Reluctantly, she stands up, lifts her apron and pulls things from her pockets.
“Ah, Apple phone, not Android, which may suggest a lower tolerance of technology, but otherwise not helpful – without the password.” I give her a questioning glance but she quickly shakes her head ‘no-way’. “A receipt from – Starbucks?! What were you doing at Starbucks?”
“Checking out a certain drink from the competition. It’s a business expense and deductible.”
“Ah. That suggests you really do have some business savoy. What else? Cherry ChapStick; coupled with visual access to your face could suggest – umm, she takes good care of herself and might be a tasty kisser. Is this all you have?”
“Yes. I’m a girl you lump. Look how tight these jeans are How would I get anything else in these pockets and many woman’s pants don’t even have pockets.” I push my face into a surprised but neutral stare realizing that we’d just entered a no-comment-is-safe zone. She smirks at me, collects her things, straightens her apron and continues. “This is why we have to use purses and, no, before you ask, I am not dumping my purse for you.”
“Not even for the sake of social forensic science?”
“Nope forget it. Your turn. Stand and dump buddy.”
I breath deeply, stand and pullout my Android phone, hanky, wallet, keys, my 3-blade pocket knife, a Leatherman multi-tool, nail clippers, small spiral note pad, pen and coin purse.
“Okay, now this is fun. Let’s see. I bet you’re not offering the password to your phone either. I am not touching that hanky – ick. Worn leather wallet. I could learn lots from your cards, ID – aaaaaand, here it is; your library card.
“You are a pocket knife guy and I don’t see a comb – opps, sorry about that. ” She laughs briefly at the bald guy. “You have keys to a Toyota so are most likely not wealthy.
“So,this is a Leatherman. I’ve heard about them. Look at all the tools you carry around. This does sound like you. Whoa, four screw drivers? Gary, this is cool. I love the pliers. Does it come in pink?
“Nail clippers, dull but practical. The note pad is a cool idea and doesn’t require a password. Can I look?”
I shrug, “Knock yourself out. How dumb would I have to be to put embarrassing things in there?”
“Well, it’s a good idea, handy and it looks like you put all kinds of stuff in it; but what is this cute little thing, oh, its a coin purse. You squeeze the sides and it pops open. I’ve never seen anything like it. How cool. Where did you get it?”

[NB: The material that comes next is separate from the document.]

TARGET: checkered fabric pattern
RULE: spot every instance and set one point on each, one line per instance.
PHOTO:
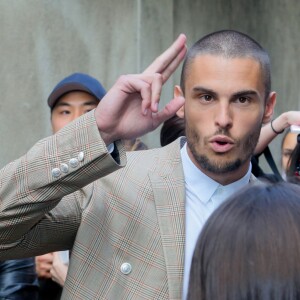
(107, 214)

“Leather goods stores normally. I think this one actually came from a luggage store. I’ve had maybe five of them over the decades. It’s kind of a heritage thing for me. I recall being about 6 years old sitting on my grandpa’s lap and playing with his. It looked just like that one. He kept me quiet for a long time as I squeezed it open and let it close again, over and over, trying to figure out how the folds worked so smoothly every time. I was mesmerized and bought the first one I saw as a teenager and have had one every since. I get a new one every time one wears out.”
She put the coin purse back on the table and looks at me. “Well, I just learned a few things about you that I did not know. I caught your sense of family and heritage. I learned how OCD you are with clever problems and that you carry a portable toolbox in case you need one to fix something.
“I may steal this idea next time Marcos walks in. I can buy his coffee see if I can get him talking.”
“I’m going to rethink the idea to avoid women’s pockets.” I collect my stuff, repack my pockets then turn to sit down but Tamara stops me.
“Wait.” She smiles and reaches out. “Can I borrow the Leatherman?”
I pinch my eye brows together in silent question, ‘why?’
“I’ll bring it right back. I want to see if one fits in my purse.”